A few weeks ago, I lost a dear friend of mine. Her name was Emily Elizabeth Roe. I miss her so much. She had such a beautiful spirit.. She would walk in the room, and you couldn't help but smile for her.. And now she's gone. She took her own life.
Why would she do that??? I would have been there for her, I would have stayed up all night and talked to her, I would have done ANYTHING for her, had I just known! I feel guilty for not seeing what she was going through, and not being there for her when she needed someone most. I feel sadness for the loss of such a beautiful soul. I feel ANGER for her leaving us like that..

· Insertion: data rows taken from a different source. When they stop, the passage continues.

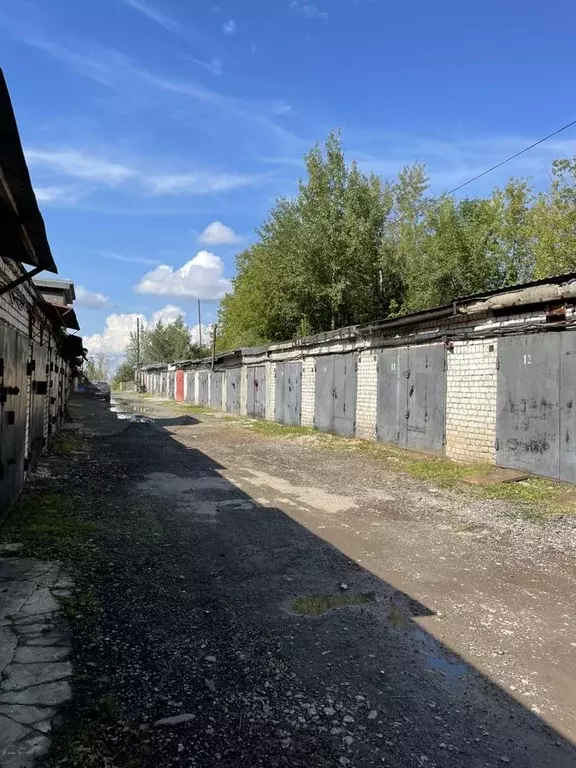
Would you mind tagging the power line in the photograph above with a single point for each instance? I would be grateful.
(512, 157)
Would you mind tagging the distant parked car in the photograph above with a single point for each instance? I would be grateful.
(104, 388)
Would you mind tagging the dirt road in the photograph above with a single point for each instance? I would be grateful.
(460, 650)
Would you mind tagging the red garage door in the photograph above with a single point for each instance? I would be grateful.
(179, 386)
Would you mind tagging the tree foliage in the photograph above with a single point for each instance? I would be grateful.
(351, 247)
(163, 343)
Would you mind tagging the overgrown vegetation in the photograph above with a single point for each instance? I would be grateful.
(352, 247)
(316, 605)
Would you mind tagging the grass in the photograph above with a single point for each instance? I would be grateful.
(317, 605)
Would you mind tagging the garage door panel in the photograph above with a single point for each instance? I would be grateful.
(345, 395)
(388, 396)
(324, 405)
(233, 390)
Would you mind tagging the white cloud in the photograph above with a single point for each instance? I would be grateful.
(217, 233)
(308, 10)
(167, 314)
(116, 333)
(115, 336)
(90, 299)
(200, 278)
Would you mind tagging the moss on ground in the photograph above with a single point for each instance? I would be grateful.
(317, 605)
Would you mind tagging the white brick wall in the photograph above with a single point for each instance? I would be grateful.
(471, 400)
(270, 391)
(308, 391)
(366, 392)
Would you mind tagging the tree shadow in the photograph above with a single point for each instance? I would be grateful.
(198, 584)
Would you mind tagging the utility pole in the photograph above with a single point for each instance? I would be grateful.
(214, 344)
(137, 377)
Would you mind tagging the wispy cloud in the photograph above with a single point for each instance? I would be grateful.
(80, 165)
(128, 259)
(100, 171)
(214, 66)
(308, 10)
(155, 15)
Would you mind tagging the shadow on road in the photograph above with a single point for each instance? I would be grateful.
(196, 579)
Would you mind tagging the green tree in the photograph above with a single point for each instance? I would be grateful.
(125, 372)
(553, 222)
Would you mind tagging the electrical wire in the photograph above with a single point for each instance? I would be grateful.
(512, 157)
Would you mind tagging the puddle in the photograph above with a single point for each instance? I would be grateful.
(134, 414)
(438, 661)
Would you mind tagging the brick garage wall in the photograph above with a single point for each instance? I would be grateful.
(471, 400)
(270, 391)
(308, 391)
(366, 392)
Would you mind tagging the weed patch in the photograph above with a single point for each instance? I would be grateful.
(317, 605)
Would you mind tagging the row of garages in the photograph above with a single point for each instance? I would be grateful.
(502, 395)
(38, 357)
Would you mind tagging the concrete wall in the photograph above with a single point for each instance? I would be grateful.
(471, 400)
(366, 390)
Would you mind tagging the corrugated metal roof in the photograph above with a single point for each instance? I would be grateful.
(22, 231)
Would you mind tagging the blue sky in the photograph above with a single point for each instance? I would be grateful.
(147, 121)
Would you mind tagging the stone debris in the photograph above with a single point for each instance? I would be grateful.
(33, 650)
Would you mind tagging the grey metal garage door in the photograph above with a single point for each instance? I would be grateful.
(411, 398)
(233, 390)
(216, 390)
(288, 392)
(536, 415)
(335, 399)
(13, 407)
(203, 389)
(256, 392)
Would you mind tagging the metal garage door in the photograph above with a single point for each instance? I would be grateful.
(203, 389)
(233, 390)
(411, 399)
(536, 418)
(190, 384)
(13, 406)
(388, 411)
(216, 390)
(256, 393)
(38, 395)
(335, 399)
(288, 392)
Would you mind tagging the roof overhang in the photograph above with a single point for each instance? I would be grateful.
(22, 232)
(63, 316)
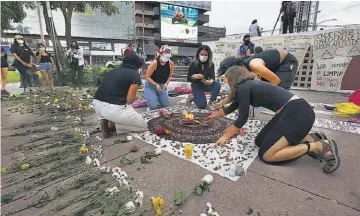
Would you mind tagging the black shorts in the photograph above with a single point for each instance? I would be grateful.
(293, 122)
(287, 71)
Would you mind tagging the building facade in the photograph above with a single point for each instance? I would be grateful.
(103, 38)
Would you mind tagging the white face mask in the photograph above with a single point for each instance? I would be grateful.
(164, 59)
(203, 58)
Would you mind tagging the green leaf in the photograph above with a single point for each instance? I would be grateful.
(178, 197)
(250, 211)
(127, 160)
(198, 190)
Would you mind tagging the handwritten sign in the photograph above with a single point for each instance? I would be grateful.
(327, 75)
(344, 42)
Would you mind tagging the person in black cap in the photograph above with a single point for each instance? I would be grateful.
(116, 92)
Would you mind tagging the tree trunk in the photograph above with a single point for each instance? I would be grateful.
(60, 57)
(67, 17)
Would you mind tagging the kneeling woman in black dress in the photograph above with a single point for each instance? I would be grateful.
(285, 137)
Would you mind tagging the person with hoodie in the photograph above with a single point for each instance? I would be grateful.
(23, 62)
(75, 57)
(254, 29)
(201, 74)
(4, 71)
(158, 76)
(46, 67)
(115, 95)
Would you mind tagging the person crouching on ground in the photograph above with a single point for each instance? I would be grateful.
(46, 67)
(116, 92)
(201, 74)
(158, 75)
(285, 137)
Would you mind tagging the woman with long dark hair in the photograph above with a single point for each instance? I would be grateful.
(201, 74)
(285, 137)
(4, 71)
(23, 62)
(75, 57)
(158, 77)
(46, 67)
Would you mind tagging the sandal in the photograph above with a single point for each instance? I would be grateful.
(316, 136)
(333, 160)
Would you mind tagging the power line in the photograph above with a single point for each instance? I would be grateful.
(341, 9)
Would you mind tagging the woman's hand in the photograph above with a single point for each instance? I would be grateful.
(215, 114)
(197, 76)
(158, 87)
(222, 140)
(208, 82)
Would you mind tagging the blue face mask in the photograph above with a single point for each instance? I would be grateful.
(228, 89)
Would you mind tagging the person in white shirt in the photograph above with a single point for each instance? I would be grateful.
(254, 29)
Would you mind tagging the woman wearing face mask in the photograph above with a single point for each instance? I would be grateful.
(201, 74)
(4, 71)
(285, 137)
(76, 60)
(46, 67)
(23, 62)
(158, 76)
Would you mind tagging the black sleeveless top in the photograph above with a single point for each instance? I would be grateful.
(162, 72)
(270, 57)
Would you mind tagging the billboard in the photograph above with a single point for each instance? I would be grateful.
(178, 24)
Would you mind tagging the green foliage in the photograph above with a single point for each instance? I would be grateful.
(13, 12)
(178, 199)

And toward God. He took her from us. She just turned 23. She was too young to die. It wasn't supposed to be her time! It all seems so unreal. How could she just be GONE like that? In one instant, her life was tragically lost. The life of a girl who deserved so much more than that.. The life of a girl who could have changed the world.
I can't pray to God without crying in both sadness and anger. I can say "Dear Heavenly Father.." but that's the furthest I can get without bursting in tears of sadness and anger. My soul feels so empty. I'm working hard to pretend to be who I usually am around others, but I feel like a part of me has died inside. I keep feeling like I'm going to throw up from this knot in my stomach.
I don't know what to do. I'm stuck in the grief that's taken over. I haven't slept in a week, other than a couple of hour-long naps. I've been having trouble eating.. I just don't want food, I don't feel like it. I went to my dietitian yesterday, and she said I lost almost 3 lbs since last Thursday. I was doing so well, but.. I just don't know. I'm stuck.
7 comments:
I stumbled across your blog, and i just wanted to say I am so very sorry about your friend. She sounds like she was a beautiful and will be greatly missed.
{{{Hugs}}}
Angela
Mary Lynn: It's too bad that she took her life. How could you have known unless you know all the signs. I hope you got in that group my friend is in. I'm very picky whose blogs I read but I really think you are great. I understand the not sleeping and eating Lyssie died oct 6 4.5. It doesn't seem real but you know what? I'm going to serve more kidos.You can't let the sorrow get to you. I was hoping that I could actually stop by my old school after to put smile on my face. The kids will keep you going. I need to write a huge post on her. Just hasn't hit yet. Hugs!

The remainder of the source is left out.